Libia, Acacus. Gruppo di lavoro italiano per salvare area naturale con pitture rupestri


 

Benché l’UNESCO lo abbia dichiarato patrimonio dell’umanità, l’area sudoccidentale della Libia dove si trova il sito di Acasus, presso il quale una missione dell’Università La Sapienza di Roma lavora da cinquant’anni, non è ancora un’area protetta. 

Il direttore del Dipartimento di Biologia animale dell’ateneo romano, Luigi Boitani, spiega che gli esperti si stanno chiedendo da diversi anni come tutelare questa zona, importante dal punto di vista culturale, archeologico e sociale, senza dimenticare la presenza dei tuareg e considerando il patrimonio naturale.

Si resta colpiti dall’identità unica della zona dove l’Acasus dal lato libico e il Parco di Tassili dalla parte algerina sono due parti della medesima montagna. Però, solo presso il parco algerino si è sviluppata una fiorente attività turistica, mentre in Libia le prospezioni petrolifere minacciano la zona e tutti gli scavi sono punti di potenziale disastro ambientale. Anche le pitture rupestri risalenti al Neolitico sono a rischio di vandalismo e incuria: infatti, nel 2009 sono state compromesse.

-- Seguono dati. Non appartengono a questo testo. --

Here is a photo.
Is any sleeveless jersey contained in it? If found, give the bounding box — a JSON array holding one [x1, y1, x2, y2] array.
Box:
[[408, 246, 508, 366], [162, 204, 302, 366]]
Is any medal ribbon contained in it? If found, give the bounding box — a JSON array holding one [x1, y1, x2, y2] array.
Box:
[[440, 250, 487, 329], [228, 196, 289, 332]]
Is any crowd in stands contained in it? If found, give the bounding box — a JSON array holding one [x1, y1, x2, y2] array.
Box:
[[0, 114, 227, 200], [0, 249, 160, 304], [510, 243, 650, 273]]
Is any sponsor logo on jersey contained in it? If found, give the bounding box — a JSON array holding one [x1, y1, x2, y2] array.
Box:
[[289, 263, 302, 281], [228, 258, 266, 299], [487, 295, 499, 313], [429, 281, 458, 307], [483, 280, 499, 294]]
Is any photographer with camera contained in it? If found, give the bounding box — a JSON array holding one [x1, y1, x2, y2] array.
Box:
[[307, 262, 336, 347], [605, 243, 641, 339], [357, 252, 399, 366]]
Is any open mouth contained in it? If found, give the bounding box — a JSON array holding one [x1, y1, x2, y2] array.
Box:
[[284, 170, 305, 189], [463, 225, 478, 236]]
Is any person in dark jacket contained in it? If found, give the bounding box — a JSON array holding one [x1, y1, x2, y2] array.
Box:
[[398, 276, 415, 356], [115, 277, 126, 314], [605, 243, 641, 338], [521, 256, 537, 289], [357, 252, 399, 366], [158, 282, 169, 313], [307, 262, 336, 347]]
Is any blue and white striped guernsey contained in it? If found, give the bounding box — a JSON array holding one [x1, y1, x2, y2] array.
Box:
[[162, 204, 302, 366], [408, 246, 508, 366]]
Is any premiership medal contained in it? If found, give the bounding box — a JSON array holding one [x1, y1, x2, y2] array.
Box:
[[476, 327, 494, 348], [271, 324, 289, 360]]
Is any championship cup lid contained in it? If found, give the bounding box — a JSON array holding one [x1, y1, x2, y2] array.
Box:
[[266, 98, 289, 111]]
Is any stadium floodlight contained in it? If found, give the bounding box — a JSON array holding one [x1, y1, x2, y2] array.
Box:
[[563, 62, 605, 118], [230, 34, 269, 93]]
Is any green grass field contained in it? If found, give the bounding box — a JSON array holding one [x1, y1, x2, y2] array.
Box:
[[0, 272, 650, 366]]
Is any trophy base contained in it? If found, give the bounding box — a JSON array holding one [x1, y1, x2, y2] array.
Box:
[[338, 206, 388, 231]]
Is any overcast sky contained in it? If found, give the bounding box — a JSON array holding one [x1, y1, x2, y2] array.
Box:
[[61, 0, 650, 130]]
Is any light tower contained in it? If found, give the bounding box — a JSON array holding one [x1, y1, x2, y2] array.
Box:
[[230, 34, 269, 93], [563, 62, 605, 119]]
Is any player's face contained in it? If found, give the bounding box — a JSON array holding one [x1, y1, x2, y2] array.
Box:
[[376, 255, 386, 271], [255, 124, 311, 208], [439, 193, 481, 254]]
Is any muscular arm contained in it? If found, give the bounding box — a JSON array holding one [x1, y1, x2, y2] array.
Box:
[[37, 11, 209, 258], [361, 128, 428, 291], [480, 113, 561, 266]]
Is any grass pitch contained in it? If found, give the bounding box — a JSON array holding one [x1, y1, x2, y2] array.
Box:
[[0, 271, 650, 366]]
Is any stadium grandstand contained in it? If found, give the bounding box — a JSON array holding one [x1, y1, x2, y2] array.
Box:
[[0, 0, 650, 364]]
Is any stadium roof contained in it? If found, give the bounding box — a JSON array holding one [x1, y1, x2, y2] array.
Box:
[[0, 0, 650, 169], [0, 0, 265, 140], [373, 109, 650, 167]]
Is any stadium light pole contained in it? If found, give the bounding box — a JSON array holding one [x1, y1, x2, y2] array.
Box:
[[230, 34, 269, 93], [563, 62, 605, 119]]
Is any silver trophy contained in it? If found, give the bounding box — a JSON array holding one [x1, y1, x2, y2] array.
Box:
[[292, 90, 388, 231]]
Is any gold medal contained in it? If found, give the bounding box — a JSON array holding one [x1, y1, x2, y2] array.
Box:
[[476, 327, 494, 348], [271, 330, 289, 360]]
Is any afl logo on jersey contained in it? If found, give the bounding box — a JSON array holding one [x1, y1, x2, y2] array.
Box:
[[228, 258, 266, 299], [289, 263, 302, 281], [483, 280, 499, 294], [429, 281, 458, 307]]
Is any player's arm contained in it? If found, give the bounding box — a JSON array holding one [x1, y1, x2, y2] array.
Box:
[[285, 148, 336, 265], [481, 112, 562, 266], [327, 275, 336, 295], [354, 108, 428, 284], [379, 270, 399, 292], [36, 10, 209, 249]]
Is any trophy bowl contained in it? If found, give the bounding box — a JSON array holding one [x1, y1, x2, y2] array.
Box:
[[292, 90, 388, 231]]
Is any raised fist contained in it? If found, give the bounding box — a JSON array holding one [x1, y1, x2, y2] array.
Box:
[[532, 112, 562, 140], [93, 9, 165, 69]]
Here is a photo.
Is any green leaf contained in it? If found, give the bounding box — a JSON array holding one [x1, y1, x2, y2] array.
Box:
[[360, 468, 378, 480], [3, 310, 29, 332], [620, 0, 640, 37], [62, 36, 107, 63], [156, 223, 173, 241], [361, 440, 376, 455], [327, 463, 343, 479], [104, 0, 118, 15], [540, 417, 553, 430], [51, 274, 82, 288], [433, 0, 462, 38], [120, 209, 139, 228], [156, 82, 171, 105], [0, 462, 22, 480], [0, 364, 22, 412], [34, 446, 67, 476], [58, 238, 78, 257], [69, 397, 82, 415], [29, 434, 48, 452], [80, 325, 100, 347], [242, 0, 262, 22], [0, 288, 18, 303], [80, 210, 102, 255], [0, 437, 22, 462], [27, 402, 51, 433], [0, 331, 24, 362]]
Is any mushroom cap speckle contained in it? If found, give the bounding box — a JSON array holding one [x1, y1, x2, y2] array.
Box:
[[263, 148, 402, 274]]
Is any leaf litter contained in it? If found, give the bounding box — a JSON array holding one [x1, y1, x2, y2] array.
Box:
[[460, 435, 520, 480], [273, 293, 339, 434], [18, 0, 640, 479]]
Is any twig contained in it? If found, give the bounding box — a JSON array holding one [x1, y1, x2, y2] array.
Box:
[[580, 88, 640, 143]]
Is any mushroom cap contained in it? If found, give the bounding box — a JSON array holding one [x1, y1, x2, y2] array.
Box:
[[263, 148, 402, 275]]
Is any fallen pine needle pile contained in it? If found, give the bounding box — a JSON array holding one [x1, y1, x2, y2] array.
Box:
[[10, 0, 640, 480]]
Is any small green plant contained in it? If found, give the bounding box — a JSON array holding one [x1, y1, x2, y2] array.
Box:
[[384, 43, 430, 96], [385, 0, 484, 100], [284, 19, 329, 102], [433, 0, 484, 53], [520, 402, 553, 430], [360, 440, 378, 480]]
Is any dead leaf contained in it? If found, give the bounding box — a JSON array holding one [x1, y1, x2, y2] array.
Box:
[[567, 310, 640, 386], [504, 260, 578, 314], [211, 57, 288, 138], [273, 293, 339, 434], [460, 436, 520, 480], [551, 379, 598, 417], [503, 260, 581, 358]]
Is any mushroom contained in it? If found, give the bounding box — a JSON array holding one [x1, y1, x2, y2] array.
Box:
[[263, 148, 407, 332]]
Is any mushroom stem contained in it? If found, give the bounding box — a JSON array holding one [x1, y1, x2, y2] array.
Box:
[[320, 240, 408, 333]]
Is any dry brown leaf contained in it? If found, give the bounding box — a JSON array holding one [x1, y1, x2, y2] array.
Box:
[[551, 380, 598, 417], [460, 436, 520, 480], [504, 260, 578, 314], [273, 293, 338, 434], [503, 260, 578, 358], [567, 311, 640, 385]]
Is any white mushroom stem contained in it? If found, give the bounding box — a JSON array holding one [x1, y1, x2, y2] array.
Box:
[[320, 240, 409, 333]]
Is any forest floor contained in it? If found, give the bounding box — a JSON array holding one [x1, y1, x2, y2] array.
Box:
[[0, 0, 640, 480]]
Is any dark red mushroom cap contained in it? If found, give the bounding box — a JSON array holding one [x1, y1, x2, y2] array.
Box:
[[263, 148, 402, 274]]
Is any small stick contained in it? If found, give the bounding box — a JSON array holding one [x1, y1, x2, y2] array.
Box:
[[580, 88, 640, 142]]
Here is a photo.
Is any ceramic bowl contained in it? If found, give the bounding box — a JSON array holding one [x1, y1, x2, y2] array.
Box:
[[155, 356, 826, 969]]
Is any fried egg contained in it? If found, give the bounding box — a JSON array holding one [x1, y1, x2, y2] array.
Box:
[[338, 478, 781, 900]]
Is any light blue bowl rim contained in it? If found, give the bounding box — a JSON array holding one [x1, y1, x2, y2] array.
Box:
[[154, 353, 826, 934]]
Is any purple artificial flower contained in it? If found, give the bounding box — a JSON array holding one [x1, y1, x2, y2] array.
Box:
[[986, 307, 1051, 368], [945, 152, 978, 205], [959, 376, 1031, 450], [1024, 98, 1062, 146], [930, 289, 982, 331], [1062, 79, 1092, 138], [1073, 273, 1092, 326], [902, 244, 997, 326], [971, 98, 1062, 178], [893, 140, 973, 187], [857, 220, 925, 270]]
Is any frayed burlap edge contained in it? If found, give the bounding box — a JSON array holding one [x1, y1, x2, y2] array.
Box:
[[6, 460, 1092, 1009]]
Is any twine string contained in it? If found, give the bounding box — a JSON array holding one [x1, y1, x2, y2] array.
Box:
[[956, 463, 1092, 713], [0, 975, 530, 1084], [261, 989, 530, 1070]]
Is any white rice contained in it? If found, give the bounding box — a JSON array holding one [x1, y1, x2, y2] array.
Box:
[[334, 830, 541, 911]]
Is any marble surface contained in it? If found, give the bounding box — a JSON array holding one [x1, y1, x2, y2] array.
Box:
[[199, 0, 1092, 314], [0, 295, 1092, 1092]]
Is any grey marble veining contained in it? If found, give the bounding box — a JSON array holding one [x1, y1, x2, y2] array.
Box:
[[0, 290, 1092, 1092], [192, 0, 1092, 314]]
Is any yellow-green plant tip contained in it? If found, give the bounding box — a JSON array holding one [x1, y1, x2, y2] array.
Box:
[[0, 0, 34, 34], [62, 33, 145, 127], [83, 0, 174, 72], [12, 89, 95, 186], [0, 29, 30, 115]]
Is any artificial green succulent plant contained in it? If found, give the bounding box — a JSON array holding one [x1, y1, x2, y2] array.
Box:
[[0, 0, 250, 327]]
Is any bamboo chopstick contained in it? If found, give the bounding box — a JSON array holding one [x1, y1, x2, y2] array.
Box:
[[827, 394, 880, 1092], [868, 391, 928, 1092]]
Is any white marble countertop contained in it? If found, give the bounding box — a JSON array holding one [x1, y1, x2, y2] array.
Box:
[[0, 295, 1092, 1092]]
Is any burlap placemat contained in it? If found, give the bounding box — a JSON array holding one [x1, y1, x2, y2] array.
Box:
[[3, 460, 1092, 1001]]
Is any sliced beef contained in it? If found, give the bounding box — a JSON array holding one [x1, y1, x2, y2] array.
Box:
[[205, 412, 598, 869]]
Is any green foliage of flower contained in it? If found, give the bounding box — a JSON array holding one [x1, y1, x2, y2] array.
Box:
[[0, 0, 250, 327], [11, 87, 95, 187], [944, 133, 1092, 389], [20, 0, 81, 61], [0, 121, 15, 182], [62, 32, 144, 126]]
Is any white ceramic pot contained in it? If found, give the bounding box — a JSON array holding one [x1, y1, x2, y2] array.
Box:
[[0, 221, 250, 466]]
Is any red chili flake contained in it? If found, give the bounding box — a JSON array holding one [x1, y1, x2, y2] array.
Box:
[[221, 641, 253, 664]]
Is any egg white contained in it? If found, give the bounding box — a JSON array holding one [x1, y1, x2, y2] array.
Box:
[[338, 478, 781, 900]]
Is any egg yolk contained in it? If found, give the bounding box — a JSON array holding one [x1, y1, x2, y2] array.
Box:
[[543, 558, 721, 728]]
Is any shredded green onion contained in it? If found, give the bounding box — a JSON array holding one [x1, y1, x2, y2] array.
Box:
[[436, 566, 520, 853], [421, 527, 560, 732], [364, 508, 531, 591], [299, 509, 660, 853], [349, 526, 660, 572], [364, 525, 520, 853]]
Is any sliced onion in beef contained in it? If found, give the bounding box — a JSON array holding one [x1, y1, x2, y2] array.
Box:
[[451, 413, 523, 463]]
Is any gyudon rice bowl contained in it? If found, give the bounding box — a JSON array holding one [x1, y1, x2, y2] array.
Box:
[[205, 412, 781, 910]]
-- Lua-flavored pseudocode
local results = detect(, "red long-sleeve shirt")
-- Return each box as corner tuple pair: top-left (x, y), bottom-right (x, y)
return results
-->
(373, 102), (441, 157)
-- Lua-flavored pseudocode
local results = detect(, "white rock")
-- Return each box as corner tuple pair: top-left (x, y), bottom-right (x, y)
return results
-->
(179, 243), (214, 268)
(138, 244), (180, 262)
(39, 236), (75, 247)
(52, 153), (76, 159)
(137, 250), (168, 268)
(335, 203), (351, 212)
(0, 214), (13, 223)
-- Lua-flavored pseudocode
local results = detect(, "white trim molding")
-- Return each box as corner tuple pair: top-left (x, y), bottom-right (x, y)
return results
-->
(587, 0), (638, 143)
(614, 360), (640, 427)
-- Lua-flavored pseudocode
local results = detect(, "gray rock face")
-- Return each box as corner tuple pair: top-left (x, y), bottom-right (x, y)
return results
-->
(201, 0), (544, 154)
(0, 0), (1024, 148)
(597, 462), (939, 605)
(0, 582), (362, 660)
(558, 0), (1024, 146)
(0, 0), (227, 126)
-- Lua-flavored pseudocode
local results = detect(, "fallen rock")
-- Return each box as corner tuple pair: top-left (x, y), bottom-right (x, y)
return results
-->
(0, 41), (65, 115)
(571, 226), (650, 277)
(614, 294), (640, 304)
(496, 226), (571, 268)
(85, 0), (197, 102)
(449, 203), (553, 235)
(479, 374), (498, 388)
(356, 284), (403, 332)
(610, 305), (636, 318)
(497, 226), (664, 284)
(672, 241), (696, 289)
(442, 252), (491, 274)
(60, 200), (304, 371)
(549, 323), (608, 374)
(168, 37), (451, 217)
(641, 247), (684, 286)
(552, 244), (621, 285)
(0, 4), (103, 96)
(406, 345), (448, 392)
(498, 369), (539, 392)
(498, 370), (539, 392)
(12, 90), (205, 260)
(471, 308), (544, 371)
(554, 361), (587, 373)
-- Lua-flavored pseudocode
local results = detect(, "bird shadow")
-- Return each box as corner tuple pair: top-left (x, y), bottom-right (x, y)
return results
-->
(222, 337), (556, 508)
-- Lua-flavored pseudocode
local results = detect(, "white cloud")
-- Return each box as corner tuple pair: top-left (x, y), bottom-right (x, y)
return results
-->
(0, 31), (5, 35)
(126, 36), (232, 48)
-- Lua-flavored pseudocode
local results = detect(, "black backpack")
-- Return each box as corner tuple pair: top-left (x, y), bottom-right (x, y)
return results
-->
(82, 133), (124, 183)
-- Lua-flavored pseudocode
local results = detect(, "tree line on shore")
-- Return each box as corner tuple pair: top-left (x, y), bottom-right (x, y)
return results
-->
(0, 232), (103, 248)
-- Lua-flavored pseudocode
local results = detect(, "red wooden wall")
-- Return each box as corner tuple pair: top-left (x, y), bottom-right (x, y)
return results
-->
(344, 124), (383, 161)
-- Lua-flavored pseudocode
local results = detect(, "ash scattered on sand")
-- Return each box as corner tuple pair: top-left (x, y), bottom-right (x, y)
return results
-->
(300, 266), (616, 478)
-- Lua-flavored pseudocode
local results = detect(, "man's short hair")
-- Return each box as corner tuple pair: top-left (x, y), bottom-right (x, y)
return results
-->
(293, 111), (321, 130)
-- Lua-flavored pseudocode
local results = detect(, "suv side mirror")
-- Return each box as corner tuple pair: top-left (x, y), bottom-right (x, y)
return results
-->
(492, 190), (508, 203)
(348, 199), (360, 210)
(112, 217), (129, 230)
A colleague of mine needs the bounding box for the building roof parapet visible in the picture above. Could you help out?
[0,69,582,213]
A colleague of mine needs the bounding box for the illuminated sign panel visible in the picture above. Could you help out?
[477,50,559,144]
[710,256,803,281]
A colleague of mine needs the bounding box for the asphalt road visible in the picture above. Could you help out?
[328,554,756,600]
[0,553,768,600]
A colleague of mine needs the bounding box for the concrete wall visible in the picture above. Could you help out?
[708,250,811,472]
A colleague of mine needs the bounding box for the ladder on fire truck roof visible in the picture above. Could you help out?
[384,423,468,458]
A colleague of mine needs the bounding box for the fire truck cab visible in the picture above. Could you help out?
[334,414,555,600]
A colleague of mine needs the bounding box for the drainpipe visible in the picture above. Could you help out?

Per questi motivi, la realizzazione del parco diventa sempre più urgente. Un’equipe del Dipartimento di Biologia animale in collaborazione con il Dipartimento di Archeologia della Sapienza ha allestito il progetto per la creazione del parco, ma non si sa ancora quando la Casa del popolo – il Parlamento libico – si occuperà della questione.

 

Questo articolo ha un commento

  • Daniele scrive:

    A maggio 2009 ho partecipato ad una conferenza del professor Savino Di Lernia, docente di etnoarcheologia all’università “La Sapienza” di Roma e direttore della missione nell’Acacus e Messak. Un’area di interesse archeologico vastissima, circa 60000 km quadrati. Fondamentali sono i siti preistorici in cui continuano le ricerche sulle società arcaiche di cacciatori-raccoglitori e allevatori. Resti di bovini e capridi datati con il C14 a circa 7400 anni fa testimonierebbero la nascita dell’allevamento proprio in quest’area. Nel sito di Takarkori sepolture celebrative di bovini sembrano testimoniare un vero e proprio culto. Un’area tanto grande quanto affascinanante, da preservare e studiare. Confido nella realizzazione del progetto del parco.